Présente dans une grande partie de l'Europe tempérée, du sud de l'Angleterre jusqu'en Asie occidentale, la céphalanthère à grandes fleurs est une orchidée des sous-bois calcaires ombragés. Elle est assez bien représentée en Île-de-France, où les massifs forestiers sur substrat calcaire lui offrent des conditions favorables. Elle figure dans les données floristiques de plusieurs secteurs du Val-d'Oise et de l'Oise.
Autour de Luzarches, les lisières et les sous-bois de la forêt de Chantilly constituent son habitat naturel le plus probable, notamment sous les hêtraies et les chênaies-charmaies sur calcaire, où la litière est épaisse et la lumière filtrée. C'est une plante discrète qui passe facilement inaperçue hors floraison, et dont les stations peuvent varier d'une année à l'autre en termes d'effectifs visibles.
La tige est dressée, légèrement anguleuse, atteignant vingt à soixante centimètres selon les conditions d'ombrage et la vigueur des individus. Les feuilles sont ovales à ovales-lancéolées, embrassant la tige, nervurées, d'un vert franc, alternes et disposées régulièrement sur toute la hauteur de la tige. Elles sont bien visibles sur les photographies et constituent un bon repère pour reconnaître la plante avant floraison.
Les fleurs sont blanc crème, dressées, portées en épi lâche de trois à douze fleurs selon les individus. Chaque fleur est subtendée par une bractée foliacée verte, souvent aussi longue ou plus longue que l'ovaire, ce qui est un caractère distinctif par rapport aux autres céphalanthères.
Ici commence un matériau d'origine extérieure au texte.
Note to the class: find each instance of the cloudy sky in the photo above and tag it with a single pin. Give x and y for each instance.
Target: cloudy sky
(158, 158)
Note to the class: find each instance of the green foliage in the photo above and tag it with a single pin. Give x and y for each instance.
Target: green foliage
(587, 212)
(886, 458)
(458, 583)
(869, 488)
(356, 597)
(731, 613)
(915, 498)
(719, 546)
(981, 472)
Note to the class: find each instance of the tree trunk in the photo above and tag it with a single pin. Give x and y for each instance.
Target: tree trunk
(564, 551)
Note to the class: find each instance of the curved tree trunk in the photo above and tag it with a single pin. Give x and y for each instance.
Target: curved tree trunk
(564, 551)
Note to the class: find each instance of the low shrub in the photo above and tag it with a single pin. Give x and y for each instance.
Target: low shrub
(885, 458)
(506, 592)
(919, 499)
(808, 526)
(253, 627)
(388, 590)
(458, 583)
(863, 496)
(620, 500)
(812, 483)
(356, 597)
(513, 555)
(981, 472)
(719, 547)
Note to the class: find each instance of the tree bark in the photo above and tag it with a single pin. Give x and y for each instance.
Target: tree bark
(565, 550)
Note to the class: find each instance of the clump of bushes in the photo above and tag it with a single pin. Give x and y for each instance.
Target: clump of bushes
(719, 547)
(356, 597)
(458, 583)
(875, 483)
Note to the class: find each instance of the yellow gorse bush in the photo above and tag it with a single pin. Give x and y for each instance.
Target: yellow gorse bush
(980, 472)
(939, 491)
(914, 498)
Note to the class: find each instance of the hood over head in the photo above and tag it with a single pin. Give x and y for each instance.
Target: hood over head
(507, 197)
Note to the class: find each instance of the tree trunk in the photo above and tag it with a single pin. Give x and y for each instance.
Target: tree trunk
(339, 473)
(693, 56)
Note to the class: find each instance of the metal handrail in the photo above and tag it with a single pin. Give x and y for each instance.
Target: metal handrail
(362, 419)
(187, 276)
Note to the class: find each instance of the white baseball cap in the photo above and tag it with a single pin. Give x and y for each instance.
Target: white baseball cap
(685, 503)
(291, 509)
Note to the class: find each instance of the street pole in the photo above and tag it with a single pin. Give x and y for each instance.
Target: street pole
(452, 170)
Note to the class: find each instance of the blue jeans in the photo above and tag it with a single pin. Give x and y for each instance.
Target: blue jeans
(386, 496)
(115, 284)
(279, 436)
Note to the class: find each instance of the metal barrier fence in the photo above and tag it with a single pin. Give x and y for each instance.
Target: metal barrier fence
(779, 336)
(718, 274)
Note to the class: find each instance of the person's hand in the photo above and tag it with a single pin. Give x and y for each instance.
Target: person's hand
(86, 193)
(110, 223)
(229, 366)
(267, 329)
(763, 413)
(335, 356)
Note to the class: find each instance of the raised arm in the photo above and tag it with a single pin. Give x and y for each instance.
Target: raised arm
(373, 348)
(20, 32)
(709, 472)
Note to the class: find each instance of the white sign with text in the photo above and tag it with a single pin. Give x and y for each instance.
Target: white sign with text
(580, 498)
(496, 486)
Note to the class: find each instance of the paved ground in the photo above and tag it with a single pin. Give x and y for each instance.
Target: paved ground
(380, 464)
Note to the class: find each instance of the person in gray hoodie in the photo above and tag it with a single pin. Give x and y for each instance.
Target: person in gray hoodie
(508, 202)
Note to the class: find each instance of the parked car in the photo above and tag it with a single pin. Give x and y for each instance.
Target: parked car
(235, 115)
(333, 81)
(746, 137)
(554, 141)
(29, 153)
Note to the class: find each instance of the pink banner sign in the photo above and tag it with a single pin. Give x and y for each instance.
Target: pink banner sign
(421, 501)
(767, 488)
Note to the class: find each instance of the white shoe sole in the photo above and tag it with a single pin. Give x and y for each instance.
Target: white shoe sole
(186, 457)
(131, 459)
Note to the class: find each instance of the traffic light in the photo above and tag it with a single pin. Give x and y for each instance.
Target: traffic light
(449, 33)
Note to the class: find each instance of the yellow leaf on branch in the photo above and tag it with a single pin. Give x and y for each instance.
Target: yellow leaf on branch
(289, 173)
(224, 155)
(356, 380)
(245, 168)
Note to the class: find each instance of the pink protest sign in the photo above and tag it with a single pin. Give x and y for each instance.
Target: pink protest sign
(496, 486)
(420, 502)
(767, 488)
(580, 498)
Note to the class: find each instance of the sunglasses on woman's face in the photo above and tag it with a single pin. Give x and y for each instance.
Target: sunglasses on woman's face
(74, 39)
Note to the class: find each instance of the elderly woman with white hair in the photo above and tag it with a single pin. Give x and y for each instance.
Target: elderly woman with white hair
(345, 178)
Les fleurs restent généralement à demi fermées, en forme de tulipe allongée, ne s'ouvrant que partiellement même à pleine anthèse. C'est précisément ce que montrent les photographies, avec ce galbe élégant et contenu qui donne à la plante son allure particulière. À l'intérieur de la fleur entrouverte, le labelle porte des crêtes orangées à jaune vif sur sa partie centrale, détail visible de près et bien capturé sur le gros plan.
Dans la nature, sa floraison s'étend de mai à juin, avec un pic en mai dans les stations de plaine de la région parisienne.
Cette orchidée présente une biologie pollinisatrice originale. Ses fleurs ne produisent pas de nectar, mais les crêtes jaunes du labelle imitent visuellement des étamines à pollen, attirant des abeilles solitaires du genre Chelostoma par tromperie. Cependant, une part importante de la fructification se fait par autofécondation, ce qui explique que la plante puisse se reproduire efficacement même dans des sous-bois peu fréquentés par les pollinisateurs. Comme toutes les orchidées indigènes, elle dépend de mycorhizes spécifiques pour germer et se développer, ce qui la rend exigeante sur la qualité et la stabilité de son sol forestier.